Satir knew this when she said, ‘the greatest gift…is to be seen…heard…understood’.  Yes! When one of my former students, E.F. reached out recently to thank me for a letter of recommendation, she made a point of expressing her appreciation – not just for my endorsement of her for a graduate school fellowship – but to acknowledge the role I played in motivating her to be her best. Satir’s wisdom in action. Let me share…

E.F. was new to the U.S. when I met her seven years ago and she was the first in her family to attend college.  In her very first semester, she became pregnant and nearly dropped out, feeling defeated before she’d even begun.  Her family – mom, dad and two younger siblings – suffered from the rapid cultural transitions, language barriers and all things financial when the moved – especially housing and transportation challenges.

Despite those hardships, her parents prioritized education and wanted E.F. to set an example for her brother and sister, which translated into a pressure-packed existence for sweet E.F.  She hid her pregnancy from her family for months and showed up to my class late, looking fragile and green-around-the-gills.

I suspected but didn’t intrude… I always had crackers and granola bars in my teaching bag of tricks, and I’d lay them out by the lectern, for any student who was hungry or just needed to nosh.  No questions…and I noticed E.F. routinely taking a snack, especially the protein granola bars. 

Eventually she told me her news, but it was in a paper she wrote about ‘her greatest struggle’ as it related to a psychological theory we were studying.  I loved how she disclosed her situation to me in the safest way possible – in a paper where I couldn’t openly shun her or give a disapproving scowl (not that I would have – but she didn’t know that).  Following her lead, I returned comments to her in writing, thanking her for trusting me with her news and bit by bit, we built a connection, across the semester while her sweet son, J.P. was in utero, along for the ride.

I encouraged E.F. to use health services on campus and the job placement office, reminded her of tutoring and academic supports, all while celebrating – honestly and sincerely – her writing talents and gift of expression.  Not as a ‘non-native speaker’ but as a talented writer – period. 
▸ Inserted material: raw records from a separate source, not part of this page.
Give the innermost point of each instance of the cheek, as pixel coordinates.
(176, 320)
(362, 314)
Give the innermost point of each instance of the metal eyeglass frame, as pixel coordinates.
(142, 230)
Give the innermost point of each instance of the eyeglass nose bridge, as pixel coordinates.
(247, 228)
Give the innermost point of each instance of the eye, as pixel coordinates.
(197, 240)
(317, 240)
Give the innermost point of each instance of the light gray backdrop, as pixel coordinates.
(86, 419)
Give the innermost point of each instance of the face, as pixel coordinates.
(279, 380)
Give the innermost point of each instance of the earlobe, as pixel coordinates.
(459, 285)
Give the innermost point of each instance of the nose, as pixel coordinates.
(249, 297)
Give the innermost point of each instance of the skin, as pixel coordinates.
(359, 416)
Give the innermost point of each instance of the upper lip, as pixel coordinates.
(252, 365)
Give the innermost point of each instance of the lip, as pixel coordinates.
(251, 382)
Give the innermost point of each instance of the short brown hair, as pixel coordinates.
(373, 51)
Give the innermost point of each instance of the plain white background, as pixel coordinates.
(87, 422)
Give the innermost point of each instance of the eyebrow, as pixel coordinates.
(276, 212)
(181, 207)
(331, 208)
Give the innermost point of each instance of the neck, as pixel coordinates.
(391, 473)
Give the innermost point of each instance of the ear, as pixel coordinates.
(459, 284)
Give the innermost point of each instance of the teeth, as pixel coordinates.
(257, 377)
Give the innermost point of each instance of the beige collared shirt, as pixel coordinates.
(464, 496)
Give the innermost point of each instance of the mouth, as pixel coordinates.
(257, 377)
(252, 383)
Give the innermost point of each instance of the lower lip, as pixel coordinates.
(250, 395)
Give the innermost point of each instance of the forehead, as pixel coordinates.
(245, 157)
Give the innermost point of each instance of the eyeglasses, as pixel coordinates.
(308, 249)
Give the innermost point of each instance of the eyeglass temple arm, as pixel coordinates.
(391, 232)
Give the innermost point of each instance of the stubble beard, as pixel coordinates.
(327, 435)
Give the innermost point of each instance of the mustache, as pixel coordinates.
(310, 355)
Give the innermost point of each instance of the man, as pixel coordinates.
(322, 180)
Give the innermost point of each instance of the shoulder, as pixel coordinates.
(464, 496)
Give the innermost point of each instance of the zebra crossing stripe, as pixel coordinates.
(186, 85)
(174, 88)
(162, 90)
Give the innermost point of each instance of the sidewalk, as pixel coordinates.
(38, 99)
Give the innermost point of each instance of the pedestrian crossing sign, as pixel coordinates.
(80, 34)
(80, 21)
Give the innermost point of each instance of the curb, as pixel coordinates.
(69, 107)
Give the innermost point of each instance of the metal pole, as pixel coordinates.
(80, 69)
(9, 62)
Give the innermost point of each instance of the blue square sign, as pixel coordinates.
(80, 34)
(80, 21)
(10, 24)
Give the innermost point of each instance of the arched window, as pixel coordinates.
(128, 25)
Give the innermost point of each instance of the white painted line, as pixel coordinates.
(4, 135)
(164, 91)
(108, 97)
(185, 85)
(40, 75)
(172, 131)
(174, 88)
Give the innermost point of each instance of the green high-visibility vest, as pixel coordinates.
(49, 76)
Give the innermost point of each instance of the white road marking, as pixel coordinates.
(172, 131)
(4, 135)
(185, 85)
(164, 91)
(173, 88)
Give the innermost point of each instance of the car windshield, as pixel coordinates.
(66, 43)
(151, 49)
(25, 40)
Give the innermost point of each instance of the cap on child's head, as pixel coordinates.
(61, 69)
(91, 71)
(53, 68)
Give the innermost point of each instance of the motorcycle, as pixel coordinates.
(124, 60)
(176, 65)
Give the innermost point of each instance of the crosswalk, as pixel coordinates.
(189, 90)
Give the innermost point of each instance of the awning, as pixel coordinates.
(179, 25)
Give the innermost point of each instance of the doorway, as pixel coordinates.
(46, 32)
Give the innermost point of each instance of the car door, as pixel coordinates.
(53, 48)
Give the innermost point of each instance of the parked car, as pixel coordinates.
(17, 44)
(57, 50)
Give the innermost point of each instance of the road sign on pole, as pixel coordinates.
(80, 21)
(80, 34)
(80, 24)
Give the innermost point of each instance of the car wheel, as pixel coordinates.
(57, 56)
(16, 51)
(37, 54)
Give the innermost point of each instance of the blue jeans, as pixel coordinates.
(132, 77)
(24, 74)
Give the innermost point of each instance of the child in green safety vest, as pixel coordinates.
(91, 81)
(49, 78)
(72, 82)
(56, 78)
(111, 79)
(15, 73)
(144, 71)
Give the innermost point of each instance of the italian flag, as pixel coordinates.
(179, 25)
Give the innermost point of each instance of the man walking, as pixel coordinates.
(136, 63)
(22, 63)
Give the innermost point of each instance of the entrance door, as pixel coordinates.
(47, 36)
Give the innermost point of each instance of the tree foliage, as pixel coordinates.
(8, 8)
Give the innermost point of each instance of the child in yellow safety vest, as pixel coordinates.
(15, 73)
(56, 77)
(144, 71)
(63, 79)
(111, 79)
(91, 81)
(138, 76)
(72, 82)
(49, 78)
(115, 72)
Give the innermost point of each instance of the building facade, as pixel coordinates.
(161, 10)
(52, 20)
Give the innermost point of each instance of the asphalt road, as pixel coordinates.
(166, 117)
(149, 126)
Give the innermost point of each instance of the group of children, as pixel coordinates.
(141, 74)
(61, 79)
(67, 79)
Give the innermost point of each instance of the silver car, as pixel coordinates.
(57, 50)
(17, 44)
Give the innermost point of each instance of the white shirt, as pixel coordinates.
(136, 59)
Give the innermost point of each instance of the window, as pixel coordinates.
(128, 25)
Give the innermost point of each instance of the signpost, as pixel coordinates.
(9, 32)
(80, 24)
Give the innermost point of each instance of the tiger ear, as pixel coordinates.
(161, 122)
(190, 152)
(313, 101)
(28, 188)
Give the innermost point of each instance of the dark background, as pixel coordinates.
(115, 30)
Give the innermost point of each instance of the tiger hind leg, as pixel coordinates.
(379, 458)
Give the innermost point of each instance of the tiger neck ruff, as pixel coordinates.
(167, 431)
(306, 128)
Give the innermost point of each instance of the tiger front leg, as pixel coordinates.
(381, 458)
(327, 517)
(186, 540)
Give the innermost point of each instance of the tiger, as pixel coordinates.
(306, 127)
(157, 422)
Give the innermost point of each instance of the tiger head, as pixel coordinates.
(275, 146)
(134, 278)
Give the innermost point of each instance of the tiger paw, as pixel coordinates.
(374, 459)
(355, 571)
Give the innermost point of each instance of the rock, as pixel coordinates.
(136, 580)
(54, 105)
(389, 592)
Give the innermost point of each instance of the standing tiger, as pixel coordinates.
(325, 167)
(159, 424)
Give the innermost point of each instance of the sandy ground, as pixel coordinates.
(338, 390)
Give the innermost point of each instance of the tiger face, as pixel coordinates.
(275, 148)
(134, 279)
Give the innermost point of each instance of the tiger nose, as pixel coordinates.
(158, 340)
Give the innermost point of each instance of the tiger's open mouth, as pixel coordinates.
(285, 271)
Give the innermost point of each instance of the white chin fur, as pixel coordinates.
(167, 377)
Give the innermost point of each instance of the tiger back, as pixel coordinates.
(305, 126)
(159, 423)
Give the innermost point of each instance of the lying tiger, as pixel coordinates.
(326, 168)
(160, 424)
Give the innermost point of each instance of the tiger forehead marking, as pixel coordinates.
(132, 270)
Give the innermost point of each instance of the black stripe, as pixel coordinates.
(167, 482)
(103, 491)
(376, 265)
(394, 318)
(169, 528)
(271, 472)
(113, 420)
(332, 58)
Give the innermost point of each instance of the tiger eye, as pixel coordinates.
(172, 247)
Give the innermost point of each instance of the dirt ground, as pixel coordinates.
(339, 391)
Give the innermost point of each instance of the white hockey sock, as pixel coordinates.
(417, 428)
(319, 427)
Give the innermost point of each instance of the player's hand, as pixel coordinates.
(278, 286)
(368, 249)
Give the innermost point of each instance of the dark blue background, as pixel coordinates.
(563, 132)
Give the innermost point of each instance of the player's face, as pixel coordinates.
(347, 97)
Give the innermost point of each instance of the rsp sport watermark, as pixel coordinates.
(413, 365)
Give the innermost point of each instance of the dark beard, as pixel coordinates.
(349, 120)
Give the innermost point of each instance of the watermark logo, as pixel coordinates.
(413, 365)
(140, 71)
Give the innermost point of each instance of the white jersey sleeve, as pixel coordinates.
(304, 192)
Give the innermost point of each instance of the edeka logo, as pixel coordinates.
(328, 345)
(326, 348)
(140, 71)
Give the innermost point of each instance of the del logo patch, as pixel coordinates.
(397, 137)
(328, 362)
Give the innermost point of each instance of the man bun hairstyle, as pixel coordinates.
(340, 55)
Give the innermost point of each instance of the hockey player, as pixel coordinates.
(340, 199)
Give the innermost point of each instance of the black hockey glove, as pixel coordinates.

When E.F. reached out a few months ago to ask if I remembered her and if I might write a letter of recommendation, she shared that J.P is now six years old and she’s been married to his father, happily for five years.  The last I’d heard from her was an email with a baby announcement when her sweet son was born. This was magnificent news!

Did I remember her?  Of course.  And I shared I’d be thrilled to write a letter of support.  I love doing that and try very hard to make each recommendation as heartfelt and specific as possible.  Same when I’m privileged to be an employment reference.  In E.F’s case, she was a finalist for a prestigious fellowship – one that would provide a sizeable stipend as well. She provided the details that helped me write a compelling letter and I sent it off…thinking good thoughts. 

When I heard from E.F. right before Christmas, she shared her great news – she was awarded the fellowship. I was ecstatic!  But as I read past the first paragraph, I began to cry, because she also wrote this:

 “I think you should know that you made a difference in my life the first day I met you.  I was scared but you took the time to get to know everyone’s names.  Even mine that was hard to pronounce.  You didn’t make a joke or stumble, you just asked me to repeat my name a couple of times until you got it right.  In every other class that semester, the teachers didn’t bother to learn my name or how to say it.  But you did and even though I was still scared, you made me feel like I belonged.  And you always did that.  Made me feel like I could.  Thank you from the bottom of my heart.”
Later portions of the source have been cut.